Hoewel hij denkt dat ze het niet doorheeft, ziet ze zijn ogen haar helemaal in zich opnemen. Was het toeval, of eerder geluk geweest dat ze hem was tegengekomen? Ze bekeek hem zelf ook van top tot teen, en voelde zich opeens opgelaten. ‘Ehm,’ Beschaamd kijkt ze even weg, voor het eerst in haar leven niet wetend wat te zeggen. ‘Ik hoef niet écht naar de WC hoor.’ mompelt ze dan.
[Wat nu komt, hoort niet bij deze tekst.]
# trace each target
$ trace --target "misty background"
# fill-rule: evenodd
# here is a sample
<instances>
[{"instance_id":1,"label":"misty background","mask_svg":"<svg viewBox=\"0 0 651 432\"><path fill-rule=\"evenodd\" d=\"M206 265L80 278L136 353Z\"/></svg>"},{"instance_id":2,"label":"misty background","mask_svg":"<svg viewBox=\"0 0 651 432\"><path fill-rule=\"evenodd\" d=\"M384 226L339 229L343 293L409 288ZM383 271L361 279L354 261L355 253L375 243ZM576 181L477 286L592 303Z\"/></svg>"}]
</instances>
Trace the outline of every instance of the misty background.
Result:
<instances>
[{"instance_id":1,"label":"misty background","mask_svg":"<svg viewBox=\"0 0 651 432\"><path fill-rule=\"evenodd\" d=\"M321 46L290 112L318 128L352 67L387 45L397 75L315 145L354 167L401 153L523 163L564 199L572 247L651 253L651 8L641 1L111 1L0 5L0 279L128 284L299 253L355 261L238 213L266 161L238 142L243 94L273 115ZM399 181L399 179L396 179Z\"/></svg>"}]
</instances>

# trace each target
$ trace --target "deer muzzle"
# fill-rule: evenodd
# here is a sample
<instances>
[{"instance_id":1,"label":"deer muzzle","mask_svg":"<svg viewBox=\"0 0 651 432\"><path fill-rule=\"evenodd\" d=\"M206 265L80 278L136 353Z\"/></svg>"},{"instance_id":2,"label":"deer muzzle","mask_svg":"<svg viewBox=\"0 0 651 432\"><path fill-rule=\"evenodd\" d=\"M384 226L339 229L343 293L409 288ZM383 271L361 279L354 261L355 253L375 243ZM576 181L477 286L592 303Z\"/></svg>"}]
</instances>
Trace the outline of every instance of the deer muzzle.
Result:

Hij knikt lachend, en ze beseft dat het hem al niet meer uitmaakt. ‘Weet je toevallig hoe laat het is?’ vraagt ze na een korte stilte, wanneer ze zich opeens een zielige Amber voor een TV voorstelt. Hij knikt weer, en houdt haar zijn horloge voor. ‘4 over 1.’ zegt hij ter verduidelijking. Nu is het haar beurt om te knikken, en met een schuldgevoel kijkt ze naar haar fiets, die nog steeds boven aan de heuvel staat. ‘Wacht even,’ mompelt ze voor ze snel de heuvel op rent en in haar fietstas begint te graaien. Meteen valt de zak chips eruit - Paprika. Snel propt ze de zak terug, en vind haar mobiel. Even werpt ze een blik op de jongen, die haar afwachtend van onder aan de heuvel aan kijkt. Ze vindt het nummer van Amber, en begint aan een Sms. “Lieve Amber, kom later of helemaal niet, Ik ‘hartje’ onbekende jongen, zegt dat je genoeg? ‘xx!” Met een schuldgevoel verzendt ze de Sms. Nog nooit eerder had ze een vriendin voor zoiets onzinnigs gedumpt. Aan de andere kant - opnieuw werpt ze een blik naar beneden - misschien ziet ze hem wel nooit meer terug, en was dit haar enige kans. Ze tovert haar mooiste lach tevoorschijn, en wil net de heuvel weer aflopen als - BAM. Geschrokken valt ze achterover, en staart verbouwereerd naar de straatlantaarn voor haar.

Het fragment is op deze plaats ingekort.